Results of the study from the National Institute for Health Research (NIHR) in Europe has found that increased physical activity, regardless of intensity, was associated with a lower risk of death while more than 9.5 hours of sedentary time increased the risk of death. 



"These results are fantastic. It has previously been widely assumed that more is better in terms of physical activity for health,” said study investigator Tom Yates, PhD, professor of physical activity, sedentary behaviour and health at the University of Leicester. “However, this study suggests health may be optimized with just 24 minutes per day of brisk walking or other forms of moderate-intensity physical activity.”

To evaluate dose-response associations between accelerometer assessments total physical activity, different intensities of physical activity, and sedentary time and all-cause mortality, investigators conducted a systematic review of 5 databases. After performing a search of PubMed, PsycINFO, Embase, Web of Science, and Sport Discus from inception of the databases until July 2018, 518 studies were identified by investigators.
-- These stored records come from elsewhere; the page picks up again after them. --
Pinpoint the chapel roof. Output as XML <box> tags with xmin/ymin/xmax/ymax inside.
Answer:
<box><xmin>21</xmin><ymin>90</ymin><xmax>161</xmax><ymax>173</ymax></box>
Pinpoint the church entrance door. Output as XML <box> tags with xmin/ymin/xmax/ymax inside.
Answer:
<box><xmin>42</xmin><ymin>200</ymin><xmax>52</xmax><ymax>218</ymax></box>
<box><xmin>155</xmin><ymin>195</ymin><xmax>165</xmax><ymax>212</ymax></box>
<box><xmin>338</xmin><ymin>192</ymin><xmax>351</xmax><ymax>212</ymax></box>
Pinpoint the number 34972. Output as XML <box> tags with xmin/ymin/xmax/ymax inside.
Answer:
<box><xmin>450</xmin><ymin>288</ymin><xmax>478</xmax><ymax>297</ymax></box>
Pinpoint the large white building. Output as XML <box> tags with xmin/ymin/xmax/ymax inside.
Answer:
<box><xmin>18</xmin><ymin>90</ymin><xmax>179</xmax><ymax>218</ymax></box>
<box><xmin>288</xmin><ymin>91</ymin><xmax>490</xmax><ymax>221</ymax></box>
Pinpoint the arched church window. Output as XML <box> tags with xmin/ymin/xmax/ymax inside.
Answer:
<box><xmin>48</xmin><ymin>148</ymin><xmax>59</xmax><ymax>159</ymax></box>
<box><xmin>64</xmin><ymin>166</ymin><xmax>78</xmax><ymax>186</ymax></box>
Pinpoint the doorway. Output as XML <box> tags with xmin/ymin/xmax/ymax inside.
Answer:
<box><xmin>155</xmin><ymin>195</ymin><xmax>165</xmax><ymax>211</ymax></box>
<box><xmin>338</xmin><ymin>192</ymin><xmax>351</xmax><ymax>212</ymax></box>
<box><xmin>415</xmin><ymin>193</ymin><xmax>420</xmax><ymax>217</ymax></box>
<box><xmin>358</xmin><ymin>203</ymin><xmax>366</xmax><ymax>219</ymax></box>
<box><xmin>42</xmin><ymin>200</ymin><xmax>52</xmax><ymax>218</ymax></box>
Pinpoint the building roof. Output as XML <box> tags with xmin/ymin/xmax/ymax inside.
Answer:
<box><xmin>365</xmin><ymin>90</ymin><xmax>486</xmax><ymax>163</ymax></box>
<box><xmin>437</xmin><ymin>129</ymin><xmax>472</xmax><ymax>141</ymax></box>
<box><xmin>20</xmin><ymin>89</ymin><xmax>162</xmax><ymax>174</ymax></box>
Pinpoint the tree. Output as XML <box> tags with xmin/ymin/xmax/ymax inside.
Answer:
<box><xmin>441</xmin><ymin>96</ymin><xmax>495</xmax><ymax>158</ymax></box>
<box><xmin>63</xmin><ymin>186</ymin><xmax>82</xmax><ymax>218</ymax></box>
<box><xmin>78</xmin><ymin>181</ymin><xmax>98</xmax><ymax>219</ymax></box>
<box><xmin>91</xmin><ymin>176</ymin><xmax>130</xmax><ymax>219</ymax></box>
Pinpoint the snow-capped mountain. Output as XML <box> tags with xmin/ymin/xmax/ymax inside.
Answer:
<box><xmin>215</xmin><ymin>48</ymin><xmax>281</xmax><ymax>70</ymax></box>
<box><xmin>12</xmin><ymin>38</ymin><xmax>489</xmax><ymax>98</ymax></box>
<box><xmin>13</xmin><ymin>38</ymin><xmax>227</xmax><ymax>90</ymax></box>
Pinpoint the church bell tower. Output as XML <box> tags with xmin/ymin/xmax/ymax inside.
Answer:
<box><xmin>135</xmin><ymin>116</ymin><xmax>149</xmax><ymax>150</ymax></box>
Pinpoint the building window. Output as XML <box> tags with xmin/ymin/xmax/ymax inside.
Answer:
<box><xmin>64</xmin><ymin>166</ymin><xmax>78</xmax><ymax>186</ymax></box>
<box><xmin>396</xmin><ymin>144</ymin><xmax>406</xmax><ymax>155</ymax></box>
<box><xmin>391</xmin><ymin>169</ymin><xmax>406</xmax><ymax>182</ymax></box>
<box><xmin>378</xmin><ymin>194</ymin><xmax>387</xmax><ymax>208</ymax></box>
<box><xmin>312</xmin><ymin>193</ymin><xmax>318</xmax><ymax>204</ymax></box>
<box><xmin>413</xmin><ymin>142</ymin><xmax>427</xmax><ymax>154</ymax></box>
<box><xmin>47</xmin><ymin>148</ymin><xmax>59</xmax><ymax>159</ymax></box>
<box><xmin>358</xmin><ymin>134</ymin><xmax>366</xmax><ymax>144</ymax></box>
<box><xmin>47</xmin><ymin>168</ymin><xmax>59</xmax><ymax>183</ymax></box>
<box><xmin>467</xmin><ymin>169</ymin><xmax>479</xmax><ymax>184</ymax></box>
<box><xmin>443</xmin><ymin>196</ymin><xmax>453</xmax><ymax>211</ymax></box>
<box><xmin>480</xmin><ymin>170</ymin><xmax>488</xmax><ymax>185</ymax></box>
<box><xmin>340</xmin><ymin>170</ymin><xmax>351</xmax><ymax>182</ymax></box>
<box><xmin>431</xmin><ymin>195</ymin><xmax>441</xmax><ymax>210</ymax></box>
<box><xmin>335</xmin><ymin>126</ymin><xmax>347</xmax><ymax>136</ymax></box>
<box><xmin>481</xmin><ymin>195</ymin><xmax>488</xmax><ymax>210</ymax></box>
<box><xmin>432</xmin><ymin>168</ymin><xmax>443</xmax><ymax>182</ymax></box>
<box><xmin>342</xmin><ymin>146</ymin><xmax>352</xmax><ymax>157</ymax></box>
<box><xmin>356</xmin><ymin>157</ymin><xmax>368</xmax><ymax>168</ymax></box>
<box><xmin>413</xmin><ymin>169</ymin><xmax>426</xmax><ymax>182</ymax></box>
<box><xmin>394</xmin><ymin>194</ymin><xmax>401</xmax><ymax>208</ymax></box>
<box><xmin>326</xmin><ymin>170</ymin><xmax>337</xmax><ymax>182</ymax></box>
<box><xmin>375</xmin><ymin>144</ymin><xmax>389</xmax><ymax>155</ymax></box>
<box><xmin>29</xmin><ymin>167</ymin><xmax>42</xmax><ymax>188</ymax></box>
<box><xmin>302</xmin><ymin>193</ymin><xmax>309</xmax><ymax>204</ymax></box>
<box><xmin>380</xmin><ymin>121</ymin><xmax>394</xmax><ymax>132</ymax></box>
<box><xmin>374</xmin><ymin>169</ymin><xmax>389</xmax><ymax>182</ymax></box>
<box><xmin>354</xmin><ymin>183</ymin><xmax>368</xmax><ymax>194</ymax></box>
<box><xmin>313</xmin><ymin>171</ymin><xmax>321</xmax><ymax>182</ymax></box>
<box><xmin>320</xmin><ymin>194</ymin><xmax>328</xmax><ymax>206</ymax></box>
Of those 518 studies, 39 were retrieved for full text review and 10 were eligible for inclusion. After applying further inclusion criteria, 8 studies were included in the final analysis — 2 of the studies were unpublished and identified through personal contact.

A total of 36,383 patients were included in the final analysis — the mean age of this group was 62.6 years and 72.8% were women. The median follow-up for these patients was 5.8 years and investigators analyzed 2149 (5.9%) deaths.

Upon analysis, investigators found that any levels of physical activity were associated with a reduction in the risk of mortality with a non-linear dose response. In terms of hazard ratios for mortality, the HR among the least active quarter was 1.00, 0.48  in the second quarter, 0.34 in the third quarter, and 0.27 in the fourth and most active quarter.

Investigators also noted the risk of death increased as sedentary time increased. HRs for increasing quarters were 1.00 for the first quarter , 1.28 (1.09 to 1.51) for the second, 1.71 (1.36 to 2.15) for the third quarter, and 2.63 (1.94 to 3.56) for the fourth and most sedentary quarter after adjustment for age, sex, BMI, socioeconomic status, wear time, and time spent in moderate-to-vigorous intensity physical activity.

"Our results provide important data for informing public health recommendations, and suggest that the public health message might simply be "sit less, move more and more often,” said investigator Charlotte Edwardson, MSc, PhD, an associate professor in physical activity, sedentary behaviour and health at the University of Leicester. 


This study, “Dose-response associations between accelerometry measured physical activity and sedentary time and all cause mortality: systematic review and harmonised meta-analysis,” was published online in the British Medical Journal.